One thing that’s particularly handy is the Software Log Viewer. Wondering what you’ve installed lately? Go to System, Software Log and it will pull up a dialog with all of the packages that have been touched by the Add/Remove Software application. Go to Software Sources (under the System menu) to see what sources your system is using to pull updates and scan for new software.
By default, Fedora should be configured to check for updates automatically. To run updates, you should see an icon in the GNOME taskbar when updates are ready, and all that you’ll need to do is click the icon and it will provide the Software Update menu. You’ll only need to provide the admin password if you want to actually run the updates.
This should show you the type of updates, the size and notes for each update.
The PackageKit interface is fairly full-featured and should be enough for most users to get by on any Linux distribution. However, PackageKit also has a command line interface you can use if you prefer to do things at the command line, or if you want to write scripts that work across distributions.
PackageKit Command Line
The primary tool for PackageKit is pkcon. Unfortunately, its man page is a bit sparse, but you can get all the options you need with pkcon –help. Let’s look at some of the more common operations you might want to use.
To refresh the list of software, run pkcon refresh. This should pull down any new data from the repositories.

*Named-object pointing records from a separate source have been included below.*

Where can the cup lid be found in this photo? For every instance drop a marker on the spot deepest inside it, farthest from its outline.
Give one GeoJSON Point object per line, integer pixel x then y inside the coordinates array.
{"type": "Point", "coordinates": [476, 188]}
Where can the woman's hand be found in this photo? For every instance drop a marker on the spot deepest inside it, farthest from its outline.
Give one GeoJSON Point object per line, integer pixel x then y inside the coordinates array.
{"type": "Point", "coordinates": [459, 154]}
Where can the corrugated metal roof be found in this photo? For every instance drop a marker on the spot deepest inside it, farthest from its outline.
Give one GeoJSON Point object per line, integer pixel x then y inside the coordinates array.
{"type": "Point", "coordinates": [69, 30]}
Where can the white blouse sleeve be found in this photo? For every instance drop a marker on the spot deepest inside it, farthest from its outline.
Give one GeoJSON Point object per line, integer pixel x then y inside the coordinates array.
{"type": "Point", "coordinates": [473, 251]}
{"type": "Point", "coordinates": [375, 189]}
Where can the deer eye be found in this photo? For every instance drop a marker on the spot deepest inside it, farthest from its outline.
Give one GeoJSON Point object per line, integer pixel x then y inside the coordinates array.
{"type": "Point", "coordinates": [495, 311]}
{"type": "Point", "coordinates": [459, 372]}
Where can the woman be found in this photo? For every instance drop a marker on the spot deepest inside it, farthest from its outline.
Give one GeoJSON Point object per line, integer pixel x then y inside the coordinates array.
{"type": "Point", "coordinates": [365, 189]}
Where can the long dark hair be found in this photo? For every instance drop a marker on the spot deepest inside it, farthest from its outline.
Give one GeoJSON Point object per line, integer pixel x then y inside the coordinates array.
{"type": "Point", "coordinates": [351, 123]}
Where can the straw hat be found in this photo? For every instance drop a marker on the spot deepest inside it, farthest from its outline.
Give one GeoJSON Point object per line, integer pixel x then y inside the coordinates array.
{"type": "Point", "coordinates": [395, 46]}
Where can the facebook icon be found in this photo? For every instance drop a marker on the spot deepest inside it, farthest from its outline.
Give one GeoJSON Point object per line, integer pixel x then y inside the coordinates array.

To search the repos and see what is installed or available, run pkcon search typestring where type is the type of search, and string is the search string. For instance, if you want to search packages by name, run pkcon search name yum and you’ll see something like this:
Transaction: Searching by name
Status: Starting
Status: Querying
Package: PackageKit-yum-0.6.3-1.fc13.i686
Package: PackageKit-yum-plugin-0.6.3-1.fc13.i686
Package: anaconda-yum-plugins-1:1.0-5.fc12.noarch
Results:
Installed PackageKit-yum-0.6.3-1.fc13.i686
Available PackageKit-yum-0.6.4-1.fc13.i686
Installed PackageKit-yum-plugin-0.6.3-1.fc13.i686
Available PackageKit-yum-plugin-0.6.4-1.fc13.i686
Installed anaconda-yum-plugins-1:1.0-5.fc12.noarch
The results have been trimmed for length, but you get the idea. It shows all packages that match the name, and the state (Installed or Available). You can also search package details using pkcon search details string. If you need to figure out what package provides a specific file, you can use pkcon search file filename. Note that you need to provide the entire path for the filename.
To install software with pkcon, use pkcon install packagename or pkcon install-local filename. The second command will allow you to install a package from the local disk, the first will pull a package from the system repositories. Naturally, you can remove software using pkcon remove packagename as well.
Generally, using pkcon isn’t any harder than using APT, Zypper or Yum. The advantage to learning pkcon is that it should be available for most distributions and you can use the same commands to work with packages on openSUSE, Fedora, Debian, Mandriva, Ubuntu, and others. It’s well worth spending some time to get to know pkcon if you’re working with multiple distributions.
One Tool to Rule Them All
This is one area where users should encourage their favorite distro to focus on one solution, or at least make sure that PackageKit is enabled by default for updates and available for working with packages. As Linux continues to evolve and bring in more mainstream users, it doesn’t help our new users to have to learn multiple tools just to install and work with software at a basic level.